Homilétique

Sujets dogmatiques.

Les sujets de cet ordre sont ceux qui sont propres à donner à la vie chrétienne un fondement solide, dans tous les temps et dans tous les lieux. – Ainsi, ils ne seront jamais une pure et simple exposition scientifique.

Ce n’est pas toute la dogmatique [qui fournit ces sujets] ; c’en est la partie la plus substantielle, le cœur de chaque vérité. – Non que le reste soit indifférent ou indigne d’attention, mais il a son usage ailleurs ; et ce qui n’est pas fait pour être porté en chaire a pu servir à fortifier les dehors de telle vérité qu’on porte en chaire très convenablement.

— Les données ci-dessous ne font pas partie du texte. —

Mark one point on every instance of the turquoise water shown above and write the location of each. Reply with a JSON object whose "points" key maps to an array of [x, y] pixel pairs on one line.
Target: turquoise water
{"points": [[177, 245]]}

Il y a, chez d’excellents maîtres, des sermons qu’on peut appeler théologiques. Ils ont pu avoir tort, quelquefois, de traiter de tels sujets ; on a peut-être plus de tort, aujourd’hui, de n’en traiter aucun. La théologie, comme discussion des textes ou comparaison des systèmes, n’est pas propre à la chaire ; mais comme considération approfondie de la vérité du salut, elle a sa place dans la prédication. On pourrait comparer certains sermons théologiques aux tragédies admiratives de Corneille ; ce n’est pas un genre, si l’on veut, c’est une exception qui a besoin de se justifier par l’exécution ; mais enfin l’exception est admise. La contemplation des choses sublimes ne reste pas sans effet sur le cœur et sur la volonté. Il est bon, comme nous l’avons dit, d’élever toutes les facultés de l’homme ; l’âme s’épure dans ces hautes régions.

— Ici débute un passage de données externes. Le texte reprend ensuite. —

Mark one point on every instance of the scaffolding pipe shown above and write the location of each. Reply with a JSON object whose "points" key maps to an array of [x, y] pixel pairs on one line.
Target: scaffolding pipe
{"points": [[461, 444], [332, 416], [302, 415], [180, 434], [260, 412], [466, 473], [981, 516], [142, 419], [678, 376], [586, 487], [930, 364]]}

Il n’est d’ailleurs pas facile de dire ce qui est théologie et ce qui ne l’est pas. Il ne faut pas s’en rapporter au titre. Tillotson a fait, sur le péché, un sermon théologique ; celui de Chalmers sur le même sujet ne l’est pas. – Saurin, en traitant la Vision béatifique de Dieu (1 Jean 3.2), eût pu n’être pas théologique, et aussi ne l’est-il pas partout ; mais il l’est trop souvent. Il établit que cette vision produit une communication d’idées, d’amour, de vertu, de félicité.

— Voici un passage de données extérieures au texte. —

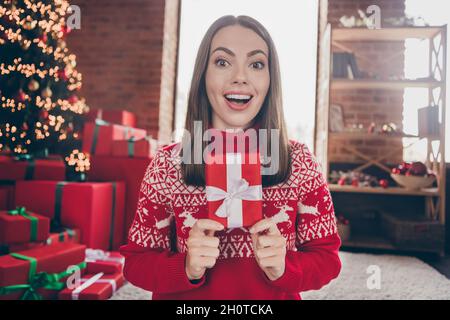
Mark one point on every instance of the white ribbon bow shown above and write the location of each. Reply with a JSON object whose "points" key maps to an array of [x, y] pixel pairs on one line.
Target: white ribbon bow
{"points": [[238, 189], [93, 255], [87, 282]]}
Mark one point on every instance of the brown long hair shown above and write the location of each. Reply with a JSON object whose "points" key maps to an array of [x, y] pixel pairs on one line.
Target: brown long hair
{"points": [[269, 117]]}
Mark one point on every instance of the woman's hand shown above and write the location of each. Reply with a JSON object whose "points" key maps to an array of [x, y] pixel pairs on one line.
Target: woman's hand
{"points": [[202, 248], [269, 247]]}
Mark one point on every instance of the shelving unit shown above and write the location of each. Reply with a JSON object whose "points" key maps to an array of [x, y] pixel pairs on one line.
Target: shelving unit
{"points": [[436, 80]]}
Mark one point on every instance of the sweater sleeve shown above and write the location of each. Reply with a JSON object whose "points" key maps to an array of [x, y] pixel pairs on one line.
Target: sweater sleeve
{"points": [[315, 262], [151, 262]]}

Transformez la théologie en religion et, à plus forte raison, ne transformez pas la religion en théologie. C’est ce qu’a fait Saurin dans le sermon cité. C’est ce que vous ferez toutes les fois que vous voudrez trop analyser et disséquer. Toute dissection d’un fait moral est provisoire et hypothétique ; on sépare ce qui n’est point séparé, ce qui ne peut l’être, ce qui, étant séparé, perd sa nature ; il y a donc, dans l’analyse la mieux faite, quelque chose de faux, ne fût-ce que dans le caractère de successivité qu’elle imprime à des faits simultanés. Cela a été peut-être, de la part de Dieu, une précaution prise contre nous, que la forme synthétique et complexe qu’il a donnée ou laissée à toutes les vérités. C’est déjà sans doute les analyser que les exprimer, quelque peu analytique que soit l’expression ; mais on pourrait dire que l’Esprit qui a dicté les saintes Écritures a évité la rigueur des formules scientifiques et conservé aux idées le caractère le plus synthétique dont elles soient susceptibles quand on veut pourtant les énoncer. Nous n’avons pas voulu nous le tenir pour dit, et nous avons analysé ce qui ne l’était pas, et voulu prendre à la rigueur certaines classifications qui n’étaient qu’apparentes. L’abus est allé jusqu’à la puérilité. Du même sérieux dont il distingue avec saint Paul l’esprit, l’âme et le corps, tel prédicateur distinguera l’honneur, la gloire et l’immortalité, ce qui est dans les cieux, sur la terre et sous la terre, les brebis et les agneaux que saint Pierre doit paître : – non seulement on donnera à chaque mot son intention, à quoi je consens, mais on érigera en classifications scientifiques des énumérations oratoires, des accumulations emphatiques, des figures de langage, des parallélismes hébraïques, etc. L’exégèse a rendu trop de services pour qu’on ne doive pas lui pardonner beaucoup ; mais vraiment il y a beaucoup à lui pardonner.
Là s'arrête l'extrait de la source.